Hello,
I'm curious about something which may qualify as a stupid question.
What bad thing would happen if we used OIDs directly as hash values in
internal hash tables (that is, instead of uint32_hash() we'd use
uint32_identity(), or somehow optimise it away entirely, as you can
see in some C++ standard libraries for eg std::hash<int>)? From what
I know of this subject, the main risk is that, in general, the
distribution of integer keys stored in a hash table might
*accidentally* happen to have regular gaps with a stride that shares a
common factor with the number of buckets leading to an unbalanced hash
table (memory addresses are an example because they tend to have a
stride corresponding to hardware alignment rules, as are some
distributed sequence generation tricks), whereas it probably takes a
non-accidental attack to get higher collision rates with a decent hash
function.

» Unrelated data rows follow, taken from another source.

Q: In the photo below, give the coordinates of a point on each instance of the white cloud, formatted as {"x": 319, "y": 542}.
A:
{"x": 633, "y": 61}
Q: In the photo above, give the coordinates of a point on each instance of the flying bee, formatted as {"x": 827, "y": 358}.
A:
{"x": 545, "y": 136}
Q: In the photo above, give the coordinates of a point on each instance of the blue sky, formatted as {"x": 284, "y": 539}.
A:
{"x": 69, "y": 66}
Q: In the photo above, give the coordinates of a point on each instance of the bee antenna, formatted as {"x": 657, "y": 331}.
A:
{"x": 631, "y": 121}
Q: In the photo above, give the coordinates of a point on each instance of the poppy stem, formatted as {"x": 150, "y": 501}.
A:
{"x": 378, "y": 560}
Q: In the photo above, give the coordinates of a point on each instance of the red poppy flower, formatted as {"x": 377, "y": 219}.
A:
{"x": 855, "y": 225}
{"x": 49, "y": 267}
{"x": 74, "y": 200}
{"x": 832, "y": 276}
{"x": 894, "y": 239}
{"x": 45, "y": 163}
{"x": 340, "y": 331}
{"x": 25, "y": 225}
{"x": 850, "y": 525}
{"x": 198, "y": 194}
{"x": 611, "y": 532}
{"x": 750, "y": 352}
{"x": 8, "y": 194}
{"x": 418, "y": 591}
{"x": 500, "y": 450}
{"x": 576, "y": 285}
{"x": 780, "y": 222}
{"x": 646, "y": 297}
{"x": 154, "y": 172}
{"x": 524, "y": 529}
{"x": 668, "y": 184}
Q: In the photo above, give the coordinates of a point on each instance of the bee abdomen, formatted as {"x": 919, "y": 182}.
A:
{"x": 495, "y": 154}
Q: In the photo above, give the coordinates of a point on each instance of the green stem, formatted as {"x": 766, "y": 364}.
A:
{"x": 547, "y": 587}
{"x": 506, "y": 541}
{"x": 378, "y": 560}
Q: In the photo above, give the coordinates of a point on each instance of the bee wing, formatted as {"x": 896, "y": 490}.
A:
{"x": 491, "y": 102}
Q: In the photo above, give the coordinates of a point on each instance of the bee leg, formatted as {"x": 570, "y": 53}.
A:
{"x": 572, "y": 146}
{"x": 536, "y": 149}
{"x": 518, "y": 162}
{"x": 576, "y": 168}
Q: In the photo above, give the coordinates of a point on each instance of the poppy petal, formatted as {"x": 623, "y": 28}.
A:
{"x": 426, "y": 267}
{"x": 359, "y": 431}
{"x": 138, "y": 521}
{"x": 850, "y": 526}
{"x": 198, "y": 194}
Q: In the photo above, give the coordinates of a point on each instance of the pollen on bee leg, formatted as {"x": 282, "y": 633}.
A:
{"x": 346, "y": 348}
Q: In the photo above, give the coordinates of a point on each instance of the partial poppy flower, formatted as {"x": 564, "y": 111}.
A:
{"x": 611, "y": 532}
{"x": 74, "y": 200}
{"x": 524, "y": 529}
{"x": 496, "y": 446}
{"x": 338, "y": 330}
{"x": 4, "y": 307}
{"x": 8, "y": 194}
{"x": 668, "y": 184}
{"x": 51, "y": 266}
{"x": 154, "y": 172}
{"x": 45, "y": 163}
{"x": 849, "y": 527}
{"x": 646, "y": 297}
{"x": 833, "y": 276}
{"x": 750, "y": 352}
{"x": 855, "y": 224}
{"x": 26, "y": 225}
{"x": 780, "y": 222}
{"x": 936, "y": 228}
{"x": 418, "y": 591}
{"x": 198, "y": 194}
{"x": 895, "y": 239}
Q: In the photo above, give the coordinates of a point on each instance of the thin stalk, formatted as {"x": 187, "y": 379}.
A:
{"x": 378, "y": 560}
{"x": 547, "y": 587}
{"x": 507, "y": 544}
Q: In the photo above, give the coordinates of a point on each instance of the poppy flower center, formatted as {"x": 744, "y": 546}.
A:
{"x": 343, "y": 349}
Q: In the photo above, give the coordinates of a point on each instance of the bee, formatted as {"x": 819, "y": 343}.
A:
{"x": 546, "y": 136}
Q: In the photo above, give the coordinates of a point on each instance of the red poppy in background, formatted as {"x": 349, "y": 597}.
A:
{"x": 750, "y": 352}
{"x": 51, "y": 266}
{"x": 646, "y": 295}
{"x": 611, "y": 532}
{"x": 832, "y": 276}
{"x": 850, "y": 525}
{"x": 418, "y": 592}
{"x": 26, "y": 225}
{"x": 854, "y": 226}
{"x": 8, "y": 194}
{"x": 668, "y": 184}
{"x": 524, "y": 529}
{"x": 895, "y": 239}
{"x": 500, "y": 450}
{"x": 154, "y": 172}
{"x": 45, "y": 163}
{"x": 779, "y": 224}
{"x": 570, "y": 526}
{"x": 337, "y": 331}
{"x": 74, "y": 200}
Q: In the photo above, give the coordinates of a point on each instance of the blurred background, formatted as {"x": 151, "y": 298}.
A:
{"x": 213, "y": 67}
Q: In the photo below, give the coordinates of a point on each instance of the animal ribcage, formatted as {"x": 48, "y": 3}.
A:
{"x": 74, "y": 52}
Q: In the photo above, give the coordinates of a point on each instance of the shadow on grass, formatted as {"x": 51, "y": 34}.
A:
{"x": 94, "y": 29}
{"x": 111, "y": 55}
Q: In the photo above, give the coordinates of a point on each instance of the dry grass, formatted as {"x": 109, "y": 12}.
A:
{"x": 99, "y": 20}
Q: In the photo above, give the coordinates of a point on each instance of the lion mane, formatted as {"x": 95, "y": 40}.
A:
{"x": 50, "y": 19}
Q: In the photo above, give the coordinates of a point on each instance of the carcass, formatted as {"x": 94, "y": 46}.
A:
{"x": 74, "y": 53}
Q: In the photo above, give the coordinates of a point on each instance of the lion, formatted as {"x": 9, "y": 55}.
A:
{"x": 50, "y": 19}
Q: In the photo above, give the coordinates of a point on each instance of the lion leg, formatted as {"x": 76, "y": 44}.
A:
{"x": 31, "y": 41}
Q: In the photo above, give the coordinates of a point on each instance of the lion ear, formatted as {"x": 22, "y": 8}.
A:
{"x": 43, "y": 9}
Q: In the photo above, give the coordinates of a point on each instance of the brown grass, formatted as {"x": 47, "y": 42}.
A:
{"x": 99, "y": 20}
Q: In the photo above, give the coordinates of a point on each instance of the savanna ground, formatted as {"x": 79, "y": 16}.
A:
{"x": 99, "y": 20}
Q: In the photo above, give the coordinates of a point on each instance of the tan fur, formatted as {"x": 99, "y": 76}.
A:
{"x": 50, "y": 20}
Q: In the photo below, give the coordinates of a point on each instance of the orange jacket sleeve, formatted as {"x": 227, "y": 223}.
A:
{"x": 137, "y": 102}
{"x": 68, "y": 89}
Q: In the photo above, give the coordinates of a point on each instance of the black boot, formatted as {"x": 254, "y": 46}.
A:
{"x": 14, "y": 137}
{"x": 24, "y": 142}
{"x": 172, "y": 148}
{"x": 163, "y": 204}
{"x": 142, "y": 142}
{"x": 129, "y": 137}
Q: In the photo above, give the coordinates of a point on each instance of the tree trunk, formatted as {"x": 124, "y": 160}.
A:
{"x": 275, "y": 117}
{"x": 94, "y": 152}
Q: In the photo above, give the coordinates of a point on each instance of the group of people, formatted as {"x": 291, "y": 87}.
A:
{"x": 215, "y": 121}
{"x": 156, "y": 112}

A good hash function would defend against that kind of
thing (but cost cycles to compute), and alternatively a prime number
of buckets would defend against it (but cost more cycles to %).

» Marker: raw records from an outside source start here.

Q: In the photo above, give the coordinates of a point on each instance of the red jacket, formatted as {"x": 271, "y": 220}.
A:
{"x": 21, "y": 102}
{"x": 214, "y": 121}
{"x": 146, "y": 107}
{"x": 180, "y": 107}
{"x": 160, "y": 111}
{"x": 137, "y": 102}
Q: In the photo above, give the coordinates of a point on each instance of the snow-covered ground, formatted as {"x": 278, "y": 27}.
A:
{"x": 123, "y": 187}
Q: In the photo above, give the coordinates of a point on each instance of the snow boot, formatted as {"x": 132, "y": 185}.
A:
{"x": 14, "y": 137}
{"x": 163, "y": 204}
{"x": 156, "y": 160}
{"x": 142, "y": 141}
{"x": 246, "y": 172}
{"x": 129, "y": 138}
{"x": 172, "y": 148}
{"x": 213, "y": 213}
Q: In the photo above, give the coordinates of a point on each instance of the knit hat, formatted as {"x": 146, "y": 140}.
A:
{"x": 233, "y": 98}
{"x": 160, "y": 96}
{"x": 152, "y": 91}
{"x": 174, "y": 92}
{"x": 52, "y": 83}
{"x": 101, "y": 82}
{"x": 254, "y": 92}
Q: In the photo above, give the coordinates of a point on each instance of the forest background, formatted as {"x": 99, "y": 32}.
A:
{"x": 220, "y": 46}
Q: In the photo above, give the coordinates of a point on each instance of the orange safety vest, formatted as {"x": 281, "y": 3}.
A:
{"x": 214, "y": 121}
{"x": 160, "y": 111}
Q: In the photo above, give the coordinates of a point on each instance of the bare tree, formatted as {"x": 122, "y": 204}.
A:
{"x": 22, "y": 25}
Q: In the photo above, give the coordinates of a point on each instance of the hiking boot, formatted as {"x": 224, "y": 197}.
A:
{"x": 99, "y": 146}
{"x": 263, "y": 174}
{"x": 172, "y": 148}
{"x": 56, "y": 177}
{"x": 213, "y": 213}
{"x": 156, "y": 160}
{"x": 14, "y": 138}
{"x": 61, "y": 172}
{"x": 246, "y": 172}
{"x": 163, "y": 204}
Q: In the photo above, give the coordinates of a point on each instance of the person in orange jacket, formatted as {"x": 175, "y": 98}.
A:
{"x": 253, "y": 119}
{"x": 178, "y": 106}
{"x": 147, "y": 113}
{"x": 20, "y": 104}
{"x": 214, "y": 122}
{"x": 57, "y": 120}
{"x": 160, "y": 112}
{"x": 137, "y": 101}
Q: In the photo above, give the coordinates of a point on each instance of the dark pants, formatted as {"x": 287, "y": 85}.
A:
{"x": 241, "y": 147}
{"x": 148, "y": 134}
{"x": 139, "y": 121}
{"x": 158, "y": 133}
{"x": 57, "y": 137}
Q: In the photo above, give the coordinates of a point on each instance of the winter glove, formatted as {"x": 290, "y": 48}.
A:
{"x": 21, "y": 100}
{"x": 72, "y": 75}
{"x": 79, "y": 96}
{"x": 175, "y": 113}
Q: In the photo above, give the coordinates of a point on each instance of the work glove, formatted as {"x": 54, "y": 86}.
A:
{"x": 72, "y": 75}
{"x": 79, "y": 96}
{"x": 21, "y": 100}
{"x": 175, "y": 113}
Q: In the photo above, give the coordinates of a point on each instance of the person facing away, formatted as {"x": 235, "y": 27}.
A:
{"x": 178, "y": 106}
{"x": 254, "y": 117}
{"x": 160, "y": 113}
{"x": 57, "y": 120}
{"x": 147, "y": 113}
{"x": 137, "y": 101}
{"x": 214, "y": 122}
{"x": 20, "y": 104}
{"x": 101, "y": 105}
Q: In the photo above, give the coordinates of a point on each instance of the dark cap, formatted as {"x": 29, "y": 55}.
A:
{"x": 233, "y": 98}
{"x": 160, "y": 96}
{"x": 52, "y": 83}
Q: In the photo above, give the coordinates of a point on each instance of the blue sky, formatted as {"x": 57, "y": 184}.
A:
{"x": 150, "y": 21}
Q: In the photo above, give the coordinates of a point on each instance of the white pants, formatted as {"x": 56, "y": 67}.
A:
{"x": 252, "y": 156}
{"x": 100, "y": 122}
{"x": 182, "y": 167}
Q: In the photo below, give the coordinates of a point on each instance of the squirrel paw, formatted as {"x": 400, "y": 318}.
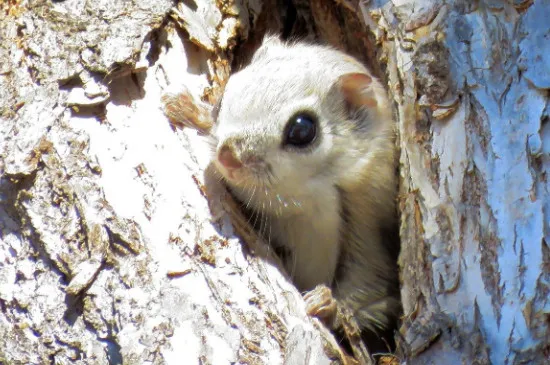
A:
{"x": 321, "y": 304}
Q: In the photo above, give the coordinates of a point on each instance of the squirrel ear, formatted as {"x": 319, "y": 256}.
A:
{"x": 357, "y": 90}
{"x": 271, "y": 40}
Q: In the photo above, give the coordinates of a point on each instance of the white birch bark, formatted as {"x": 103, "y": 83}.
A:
{"x": 109, "y": 253}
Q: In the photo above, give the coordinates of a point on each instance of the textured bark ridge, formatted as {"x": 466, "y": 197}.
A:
{"x": 110, "y": 254}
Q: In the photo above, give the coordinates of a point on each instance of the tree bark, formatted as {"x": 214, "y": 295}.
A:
{"x": 110, "y": 254}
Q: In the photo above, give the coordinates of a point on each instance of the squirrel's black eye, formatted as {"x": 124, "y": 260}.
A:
{"x": 300, "y": 130}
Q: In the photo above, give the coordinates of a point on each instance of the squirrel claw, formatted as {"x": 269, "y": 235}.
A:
{"x": 321, "y": 304}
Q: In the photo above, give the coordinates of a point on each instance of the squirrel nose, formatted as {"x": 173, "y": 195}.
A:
{"x": 227, "y": 158}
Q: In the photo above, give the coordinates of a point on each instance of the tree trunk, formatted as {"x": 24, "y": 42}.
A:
{"x": 110, "y": 254}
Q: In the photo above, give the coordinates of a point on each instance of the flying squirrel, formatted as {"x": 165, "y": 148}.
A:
{"x": 304, "y": 138}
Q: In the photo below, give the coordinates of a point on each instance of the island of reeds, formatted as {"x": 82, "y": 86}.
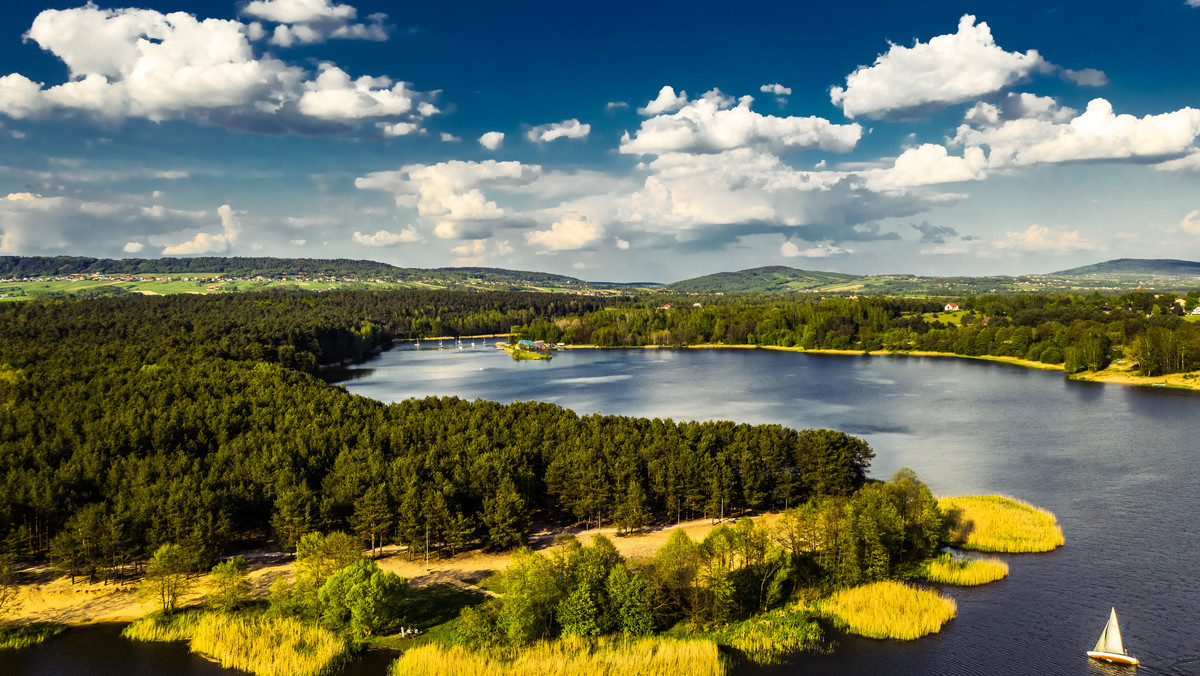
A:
{"x": 148, "y": 442}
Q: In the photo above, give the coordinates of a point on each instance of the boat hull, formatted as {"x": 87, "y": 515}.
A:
{"x": 1114, "y": 657}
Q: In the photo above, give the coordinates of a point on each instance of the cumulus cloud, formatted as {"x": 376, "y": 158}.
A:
{"x": 929, "y": 165}
{"x": 935, "y": 234}
{"x": 306, "y": 22}
{"x": 1096, "y": 135}
{"x": 947, "y": 70}
{"x": 35, "y": 225}
{"x": 791, "y": 250}
{"x": 1039, "y": 239}
{"x": 492, "y": 139}
{"x": 1086, "y": 77}
{"x": 665, "y": 102}
{"x": 567, "y": 234}
{"x": 567, "y": 129}
{"x": 145, "y": 64}
{"x": 1191, "y": 223}
{"x": 714, "y": 124}
{"x": 1019, "y": 107}
{"x": 210, "y": 243}
{"x": 384, "y": 238}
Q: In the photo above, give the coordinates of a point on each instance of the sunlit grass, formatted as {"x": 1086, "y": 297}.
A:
{"x": 269, "y": 646}
{"x": 947, "y": 569}
{"x": 255, "y": 642}
{"x": 24, "y": 635}
{"x": 990, "y": 522}
{"x": 889, "y": 610}
{"x": 569, "y": 657}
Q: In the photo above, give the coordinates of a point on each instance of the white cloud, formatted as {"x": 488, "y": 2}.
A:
{"x": 1039, "y": 239}
{"x": 713, "y": 124}
{"x": 209, "y": 243}
{"x": 948, "y": 69}
{"x": 1096, "y": 135}
{"x": 384, "y": 238}
{"x": 567, "y": 129}
{"x": 492, "y": 139}
{"x": 1086, "y": 77}
{"x": 929, "y": 165}
{"x": 1018, "y": 107}
{"x": 665, "y": 102}
{"x": 1191, "y": 223}
{"x": 35, "y": 225}
{"x": 145, "y": 64}
{"x": 567, "y": 234}
{"x": 790, "y": 250}
{"x": 335, "y": 96}
{"x": 306, "y": 22}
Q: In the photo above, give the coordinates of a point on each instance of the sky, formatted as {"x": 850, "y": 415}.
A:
{"x": 611, "y": 142}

However, as far as I can see OIDs are expected to have an even
distribution (or at least we don't expect regular sized gaps), so the
hazard doesn't seem to apply.
One problem could be that, although collisions are not expected with
high probability when the hash table is big enough, when they do
occur, hash tables using linear probing-based collision strategies
(simplehash, but not dynahash) probably work less well if the chance
of non-empty buckets having non-empty neighbours (AKA clustering)
increases. I'm not sure whether to consider OIDs to be clustered in
general or not (though obviously the ones created by initdb are).
--
Thomas Munro
http://www.enterprisedb.com